We can see that movies' ratings for men and women closely follow each other. But can we find any serious disagreements between the two groups of people?

## Disagreement between men and women regarding movie ratings

In [39]:
mean_ratings['diff'] = mean_ratings['M'] - mean_ratings['F']
sorted_by_diff = mean_ratings.sort_values(by='diff')
sorted_by_diff.head(10)

gender,F,M,diff
title,Unnamed: 1_level_1,Unnamed: 2_level_1,Unnamed: 3_level_1
Pet Sematary II (1992),2.833333,1.858696,-0.974638
Cutthroat Island (1995),3.2,2.34127,-0.85873
Dirty Dancing (1987),3.790378,2.959596,-0.830782
Air Bud (1997),3.057143,2.233766,-0.823377
Home Alone 3 (1997),2.486486,1.683761,-0.802726
"To Wong Foo, Thanks for Everything! Julie Newmar (1995)",3.486842,2.795276,-0.691567
Jumpin' Jack Flash (1986),3.254717,2.578358,-0.676359
Orlando (1993),3.862745,3.190476,-0.672269
Spy Hard (1996),3.125,2.472527,-0.652473
Dracula: Dead and Loving It (1995),2.892857,2.25,-0.642857


These 10 movies caused the biggest disparity in ratings - they are higher rated by women than by men. 

In [40]:
sorted_by_diff[::-1][:10]  # reversing the list we get the top 10 movies, more favorably rated by men as opposed to women.

gender,F,M,diff
title,Unnamed: 1_level_1,Unnamed: 2_level_1,Unnamed: 3_level_1
Friday the 13th Part V: A New Beginning (1985),1.272727,2.165049,0.892321
Friday the 13th Part VI: Jason Lives (1986),1.5,2.291667,0.791667
Lifeforce (1985),2.25,2.994152,0.744152
Marked for Death (1990),2.1,2.837607,0.737607
Quest for Fire (1981),2.578947,3.309677,0.73073
"Good, The Bad and The Ugly, The (1966)",3.494949,4.2213,0.726351
No Escape (1994),2.3,2.994048,0.694048
"Kentucky Fried Movie, The (1977)",2.878788,3.555147,0.676359
Your Friends and Neighbors (1998),2.888889,3.536585,0.647696
Tora! Tora! Tora! (1970),3.090909,3.737705,0.646796


The top ones include some horror and classic films.

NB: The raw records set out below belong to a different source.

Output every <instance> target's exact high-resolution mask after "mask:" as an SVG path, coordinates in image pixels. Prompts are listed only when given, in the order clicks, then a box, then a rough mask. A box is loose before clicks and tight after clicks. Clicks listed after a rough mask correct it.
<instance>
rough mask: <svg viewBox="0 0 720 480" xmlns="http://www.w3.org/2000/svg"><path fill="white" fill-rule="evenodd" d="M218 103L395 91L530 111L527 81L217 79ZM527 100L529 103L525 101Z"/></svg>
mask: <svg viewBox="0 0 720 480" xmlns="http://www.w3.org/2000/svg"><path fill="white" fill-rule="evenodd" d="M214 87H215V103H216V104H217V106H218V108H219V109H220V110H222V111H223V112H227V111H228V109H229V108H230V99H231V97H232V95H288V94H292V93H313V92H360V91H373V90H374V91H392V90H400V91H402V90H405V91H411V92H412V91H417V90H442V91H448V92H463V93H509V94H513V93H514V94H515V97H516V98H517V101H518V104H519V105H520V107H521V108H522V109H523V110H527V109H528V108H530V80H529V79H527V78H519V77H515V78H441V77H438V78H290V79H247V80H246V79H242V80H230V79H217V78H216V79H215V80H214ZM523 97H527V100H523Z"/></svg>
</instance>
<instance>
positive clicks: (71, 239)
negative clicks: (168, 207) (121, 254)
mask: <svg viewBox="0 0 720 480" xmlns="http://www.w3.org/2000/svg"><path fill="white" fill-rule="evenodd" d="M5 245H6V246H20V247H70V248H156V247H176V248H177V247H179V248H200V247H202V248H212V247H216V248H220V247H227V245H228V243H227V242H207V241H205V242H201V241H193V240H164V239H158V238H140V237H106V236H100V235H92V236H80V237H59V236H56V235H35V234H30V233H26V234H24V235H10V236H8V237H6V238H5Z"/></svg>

## Movies with the highest deviation between the ratings across all users.

Ignoring the gender division, we'll see what movies had demosntrated the highest standard deviation.

In [52]:
rating_std_by_title = data.groupby('title')['rating'].std() # standard deviation for ratings

In [53]:
rating_std_by_title = rating_std_by_title.loc[active_titles]

In [54]:
rating_std_by_title.sort_values(ascending=False)[:10] 

title
Plan 9 from Outer Space (1958)                    1.455998
Beloved (1998)                                    1.372813
Godzilla 2000 (Gojira ni-sen mireniamu) (1999)    1.364700
Texas Chainsaw Massacre, The (1974)               1.332448
Dumb & Dumber (1994)                              1.321333
Crash (1996)                                      1.319636
Blair Witch Project, The (1999)                   1.316368
Natural Born Killers (1994)                       1.307198
Down to You (2000)                                1.305310
Cemetery Man (Dellamorte Dellamore) (1994)        1.300647
Name: rating, dtype: float64

These are top 10 films that were rated with the highest variability.